Ve, profetiza a mi pueblo
En aquellos días, Amasías, sacerdote de Betel, dijo a Amós:
«Vidente: vete, huye al territorio de Judá. Allí podrás ganarte el pan, y allí profetizarás. Pero en Betel no vuelvas a profetizar, porque es el santuario del rey y la casa del reino».
Pero Amós respondió a Amasías:
«Yo no soy profeta ni hijo de profeta. Yo era un pastor y un cultivador de sicomoros.
Pero el Señor me arrancó de mi rebaño y me dijo: “Ve, profetiza a mi pueblo Israel”».
R/ Muéstranos, Señor, tu misericordia y danos tu salvación.
V/. Voy a escuchar lo que dice el Señor: «Dios anuncia la paz a su pueblo y a sus amigos.» La salvación está ya cerca de sus fieles, y la gloria habitará en nuestra tierra. R/.

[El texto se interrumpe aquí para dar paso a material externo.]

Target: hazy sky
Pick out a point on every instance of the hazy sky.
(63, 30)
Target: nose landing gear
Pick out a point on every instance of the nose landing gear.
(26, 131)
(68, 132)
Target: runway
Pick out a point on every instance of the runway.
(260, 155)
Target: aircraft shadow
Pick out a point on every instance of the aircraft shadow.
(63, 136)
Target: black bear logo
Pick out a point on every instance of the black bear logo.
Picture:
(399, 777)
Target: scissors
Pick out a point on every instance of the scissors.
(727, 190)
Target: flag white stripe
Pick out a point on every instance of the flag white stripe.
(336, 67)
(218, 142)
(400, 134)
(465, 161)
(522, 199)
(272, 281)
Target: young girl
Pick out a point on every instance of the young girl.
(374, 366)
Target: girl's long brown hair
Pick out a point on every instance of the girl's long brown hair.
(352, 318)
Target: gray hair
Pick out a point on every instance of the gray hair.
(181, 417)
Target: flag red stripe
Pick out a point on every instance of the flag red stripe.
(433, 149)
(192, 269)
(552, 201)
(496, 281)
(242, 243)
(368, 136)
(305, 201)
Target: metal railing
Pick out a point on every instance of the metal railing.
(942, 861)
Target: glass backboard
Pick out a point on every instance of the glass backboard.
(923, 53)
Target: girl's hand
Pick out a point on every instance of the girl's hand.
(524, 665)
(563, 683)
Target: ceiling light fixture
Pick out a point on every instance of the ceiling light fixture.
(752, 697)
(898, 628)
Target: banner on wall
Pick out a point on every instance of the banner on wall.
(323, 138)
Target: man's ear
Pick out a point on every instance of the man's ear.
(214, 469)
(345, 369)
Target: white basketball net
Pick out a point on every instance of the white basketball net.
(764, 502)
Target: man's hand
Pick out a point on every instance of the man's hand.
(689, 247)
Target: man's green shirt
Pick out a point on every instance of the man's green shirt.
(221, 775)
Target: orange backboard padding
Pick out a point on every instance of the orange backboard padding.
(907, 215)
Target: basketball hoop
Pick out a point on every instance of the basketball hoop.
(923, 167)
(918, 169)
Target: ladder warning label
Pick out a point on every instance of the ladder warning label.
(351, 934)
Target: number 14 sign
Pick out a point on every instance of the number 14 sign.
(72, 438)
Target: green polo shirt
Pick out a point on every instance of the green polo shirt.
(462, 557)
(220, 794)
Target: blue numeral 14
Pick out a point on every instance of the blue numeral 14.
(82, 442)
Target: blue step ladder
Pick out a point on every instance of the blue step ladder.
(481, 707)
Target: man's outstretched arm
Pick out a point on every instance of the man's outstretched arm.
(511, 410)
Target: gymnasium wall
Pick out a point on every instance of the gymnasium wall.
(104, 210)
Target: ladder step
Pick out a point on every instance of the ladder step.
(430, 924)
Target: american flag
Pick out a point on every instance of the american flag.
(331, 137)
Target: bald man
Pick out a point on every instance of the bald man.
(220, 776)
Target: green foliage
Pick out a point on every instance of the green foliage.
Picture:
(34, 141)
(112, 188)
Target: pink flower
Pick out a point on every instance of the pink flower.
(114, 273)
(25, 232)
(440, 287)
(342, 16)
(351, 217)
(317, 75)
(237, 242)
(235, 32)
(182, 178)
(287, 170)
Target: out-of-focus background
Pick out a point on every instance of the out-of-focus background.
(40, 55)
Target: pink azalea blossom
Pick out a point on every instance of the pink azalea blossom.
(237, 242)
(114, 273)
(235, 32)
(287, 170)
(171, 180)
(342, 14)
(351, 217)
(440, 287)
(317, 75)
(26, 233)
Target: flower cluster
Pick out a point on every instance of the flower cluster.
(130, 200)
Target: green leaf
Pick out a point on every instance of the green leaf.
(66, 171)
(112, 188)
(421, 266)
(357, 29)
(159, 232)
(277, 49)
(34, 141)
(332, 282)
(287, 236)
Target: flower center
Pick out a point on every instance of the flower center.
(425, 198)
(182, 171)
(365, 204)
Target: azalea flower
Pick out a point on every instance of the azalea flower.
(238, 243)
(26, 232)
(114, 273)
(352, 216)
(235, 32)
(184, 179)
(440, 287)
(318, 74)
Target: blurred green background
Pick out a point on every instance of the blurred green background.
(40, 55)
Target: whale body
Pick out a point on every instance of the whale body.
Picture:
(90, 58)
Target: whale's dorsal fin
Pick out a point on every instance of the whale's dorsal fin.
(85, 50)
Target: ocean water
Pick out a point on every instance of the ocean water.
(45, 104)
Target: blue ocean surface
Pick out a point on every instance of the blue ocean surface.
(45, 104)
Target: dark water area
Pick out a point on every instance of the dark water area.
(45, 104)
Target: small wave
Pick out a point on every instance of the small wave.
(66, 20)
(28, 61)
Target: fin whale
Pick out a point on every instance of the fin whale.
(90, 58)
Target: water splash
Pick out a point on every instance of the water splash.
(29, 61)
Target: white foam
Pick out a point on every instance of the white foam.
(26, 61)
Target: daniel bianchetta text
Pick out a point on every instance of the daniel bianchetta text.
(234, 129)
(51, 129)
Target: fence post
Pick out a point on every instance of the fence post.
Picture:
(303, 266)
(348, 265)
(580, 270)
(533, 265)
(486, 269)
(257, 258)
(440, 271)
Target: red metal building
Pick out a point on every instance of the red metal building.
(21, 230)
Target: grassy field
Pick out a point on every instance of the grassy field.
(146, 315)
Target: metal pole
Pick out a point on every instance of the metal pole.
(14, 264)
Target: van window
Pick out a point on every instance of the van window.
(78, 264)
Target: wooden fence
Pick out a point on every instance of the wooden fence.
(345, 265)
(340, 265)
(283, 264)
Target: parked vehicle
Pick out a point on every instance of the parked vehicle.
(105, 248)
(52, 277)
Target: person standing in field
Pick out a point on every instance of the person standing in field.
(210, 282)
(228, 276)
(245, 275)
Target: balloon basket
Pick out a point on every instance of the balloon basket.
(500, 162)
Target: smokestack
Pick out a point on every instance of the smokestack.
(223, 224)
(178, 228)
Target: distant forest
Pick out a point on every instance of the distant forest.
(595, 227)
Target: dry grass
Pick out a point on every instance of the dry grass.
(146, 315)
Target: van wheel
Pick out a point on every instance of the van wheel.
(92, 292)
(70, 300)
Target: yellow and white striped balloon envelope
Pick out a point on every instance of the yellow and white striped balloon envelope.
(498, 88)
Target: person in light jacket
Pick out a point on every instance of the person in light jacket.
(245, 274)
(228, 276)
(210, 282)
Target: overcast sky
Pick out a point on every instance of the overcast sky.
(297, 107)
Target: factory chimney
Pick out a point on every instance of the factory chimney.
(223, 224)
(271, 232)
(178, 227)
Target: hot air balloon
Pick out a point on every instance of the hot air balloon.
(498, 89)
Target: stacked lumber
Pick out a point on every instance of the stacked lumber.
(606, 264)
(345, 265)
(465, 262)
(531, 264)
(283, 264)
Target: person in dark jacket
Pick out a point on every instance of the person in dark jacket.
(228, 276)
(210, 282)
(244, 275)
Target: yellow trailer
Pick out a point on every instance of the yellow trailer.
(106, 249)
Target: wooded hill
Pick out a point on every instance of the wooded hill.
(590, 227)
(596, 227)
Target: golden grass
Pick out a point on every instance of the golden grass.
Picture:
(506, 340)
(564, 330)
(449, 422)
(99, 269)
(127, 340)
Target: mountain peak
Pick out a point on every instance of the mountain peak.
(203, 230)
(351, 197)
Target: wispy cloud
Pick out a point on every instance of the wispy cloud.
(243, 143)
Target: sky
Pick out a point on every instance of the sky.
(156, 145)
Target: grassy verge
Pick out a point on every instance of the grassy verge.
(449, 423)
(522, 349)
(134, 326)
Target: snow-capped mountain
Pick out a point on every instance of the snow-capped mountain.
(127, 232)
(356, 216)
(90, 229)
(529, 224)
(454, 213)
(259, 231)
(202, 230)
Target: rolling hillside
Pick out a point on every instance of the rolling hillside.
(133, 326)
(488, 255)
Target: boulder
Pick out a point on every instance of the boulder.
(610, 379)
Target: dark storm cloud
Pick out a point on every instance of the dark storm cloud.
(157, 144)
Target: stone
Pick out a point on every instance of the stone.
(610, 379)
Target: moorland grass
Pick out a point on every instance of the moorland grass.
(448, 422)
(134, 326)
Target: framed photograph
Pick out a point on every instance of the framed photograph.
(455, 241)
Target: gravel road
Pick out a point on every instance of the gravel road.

V/. La misericordia y la fidelidad se encuentran, la justicia y la paz se besan; la fidelidad brota de la tierra, y la justicia mira desde el cielo. R/.
V/. El Señor nos dará lluvia, y nuestra tierra dará su fruto. La justicia marchará ante él, la salvación seguirá sus pasos. R/.
Él nos eligió en Cristo antes de la fundación del mundo
Bendito sea Dios, Padre de nuestro Señor Jesucristo,
que nos ha bendecido en Cristo
con toda clase de bendiciones espirituales en los cielos.
Él nos eligió en Cristo antes de la fundación del mundo
para que fuésemos santos e intachables ante él por el amor.
Él nos ha destinado por medio de Jesucristo,
según el beneplácito de su voluntad,
a ser sus hijos,
para alabanza de la gloria de su gracia,
que tan generosamente nos ha concedido en el Amado.
En él, por su sangre, tenemos la redención,
el perdón de los pecados,
conforme a la riqueza de la gracia
que en su sabiduría y prudencia
ha derrochado sobre nosotros,
dándonos a conocer el misterio de su voluntad:
el plan que había proyectado realizar por Cristo,
en la plenitud de los tiempos:
recapitular en Cristo todas las cosas del cielo y de la tierra.
El Espíritu del Señor está sobre mí; me ha enviado para anunciar el Evangelio a los pobres.
Los fue enviando
En aquel tiempo, Jesús llamó a los Doce y los fue enviando de dos en dos, dándoles autoridad sobre los espíritus inmundos. Les encargó que llevaran para el camino un bastón y nada más, pero ni pan, ni alforja, ni dinero suelto en la faja; que llevasen sandalias, pero no una túnica de repuesto.
Y decía:
«Quedaos en la casa donde entréis, hasta que os vayáis de aquel sitio. Y si un lugar no os recibe ni os escucha, al marcharos sacudíos el polvo de los pies, en testimonio contra ellos».
Ellos salieron a predicar la conversión, echaban muchos demonios, ungían con aceite a muchos enfermos y los curaban.